2. The write information storage device according to claim 1, further comprising retrieval and update unit that stores a new write request, adds a new write record corresponding to such new write request to the data list, adds an overlapped part from a key value range for a node whose key value range overlaps at least part of a write segment of such new write request (hereinafter referred to as an overlapping node), inserts a node comprising the write segment and pointer information to the new write record into a position of an overlapping node closest to a root node and updates the binary search tree.

3. The write information storage device according to claim 2, wherein the retrieval and update unit deletes a write record until a designated time in reverse chronological order from the data list and creates a new binary search tree based on a remaining write record.

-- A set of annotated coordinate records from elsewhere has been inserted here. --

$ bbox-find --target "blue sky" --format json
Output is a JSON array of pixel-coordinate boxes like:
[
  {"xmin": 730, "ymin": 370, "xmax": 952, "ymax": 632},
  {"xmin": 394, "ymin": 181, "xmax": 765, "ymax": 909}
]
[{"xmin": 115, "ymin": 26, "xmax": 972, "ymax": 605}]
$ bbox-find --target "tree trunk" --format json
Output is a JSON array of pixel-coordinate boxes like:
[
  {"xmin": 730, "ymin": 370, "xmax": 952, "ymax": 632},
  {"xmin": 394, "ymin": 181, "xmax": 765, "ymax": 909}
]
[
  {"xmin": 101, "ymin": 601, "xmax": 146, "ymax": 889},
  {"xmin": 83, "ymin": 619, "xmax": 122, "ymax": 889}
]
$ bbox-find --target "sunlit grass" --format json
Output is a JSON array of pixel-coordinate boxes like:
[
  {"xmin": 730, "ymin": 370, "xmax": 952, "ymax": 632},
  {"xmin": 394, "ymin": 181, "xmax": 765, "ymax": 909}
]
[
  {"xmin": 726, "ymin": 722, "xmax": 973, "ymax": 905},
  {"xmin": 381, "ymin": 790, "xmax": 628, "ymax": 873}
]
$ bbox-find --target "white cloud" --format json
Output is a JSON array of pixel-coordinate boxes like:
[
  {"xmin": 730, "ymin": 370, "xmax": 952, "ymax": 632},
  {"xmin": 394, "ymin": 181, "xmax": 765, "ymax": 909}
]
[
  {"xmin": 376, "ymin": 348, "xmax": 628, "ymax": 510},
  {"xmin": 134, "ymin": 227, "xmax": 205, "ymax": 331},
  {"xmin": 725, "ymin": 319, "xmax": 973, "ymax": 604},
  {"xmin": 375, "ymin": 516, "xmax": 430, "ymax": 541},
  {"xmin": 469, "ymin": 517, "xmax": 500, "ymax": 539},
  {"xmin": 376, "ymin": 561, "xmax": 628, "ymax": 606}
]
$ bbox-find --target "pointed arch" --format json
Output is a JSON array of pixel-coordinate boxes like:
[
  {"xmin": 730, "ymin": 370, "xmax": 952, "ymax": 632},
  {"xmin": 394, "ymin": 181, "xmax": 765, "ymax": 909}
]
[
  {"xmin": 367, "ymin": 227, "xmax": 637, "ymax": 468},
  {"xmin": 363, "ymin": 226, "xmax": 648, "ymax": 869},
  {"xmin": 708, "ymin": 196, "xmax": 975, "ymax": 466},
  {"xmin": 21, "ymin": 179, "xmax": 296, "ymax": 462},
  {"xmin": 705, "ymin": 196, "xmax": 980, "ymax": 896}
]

4. The write information storage device according to claim 2, wherein the retrieval and update moans unit obtains a read request and outputs a data string comprised in a write record pointed by a node, at least part of whose key value range is comprised in an address range of such read request.

5. The write information storage device according to claim 2, wherein the retrieval and update unit deletes a node whose whole key value range is contained in the write segment, decreases a node's key value range, part of which is contained in the write segment, to a range excluding such part, removes the overlapped part by dividing a node whose key value range contains all of the write segment into two nodes, each of the nodes having a larger or smaller key value range than the write segment respectively, and further balances the binary search tree by replacing node positions to keep a difference in height between right and left subtrees of each node within at most one.

6. The write information storage device according to claim 2, wherein if the number of write records in the data list reaches a predetermined number when the retrieval and update unit obtains a new write request, the retrieval and update means creates a new data list and a new binary search tree corresponding to such new data list, updates data of the data storage unit based on a write record on the data list and deletes the binary search tree and the data list.

7. A method comprising:

storing a data list for recording a write record that includes a data string and an address range to be written per write request issued to a data storage unit to clearly show a time series of write requests, and

storing a binary search tree for a node comprising an address range of the data storage unit as a key value range and pointer information to a write record comprising newest data in such address range.

8. The method according to claim 7, which comprises obtaining a new write request, adding a new write record corresponding to such new write request to the data list, removing an overlapped part from a key value range for a node whose key value range overlaps at least part of a write segment of such new write request (hereinafter referred to as an overlapping node), inserting a node comprising the write segment and pointer information to the new write record into a position of an overlapping node closest to a root node and updating the binary search tree.

9. The method according to claim 8, which comprises deleting a write record until a designated time in reverse chronological order from the data list and creating a new binary search tree based on remaining a write record.

10. A non-transitory computer readable recording medium that stores a program for making a computer execute processing of storing a data list which records a write record comprising a data string and an address range to be written per write request issued to a data storage unit to clearly show a time series of write requests and

storing a binary search tree for a node comprising an address range of the data storage unit as a key value range and pointer information to a write record comprising newest data in such address range.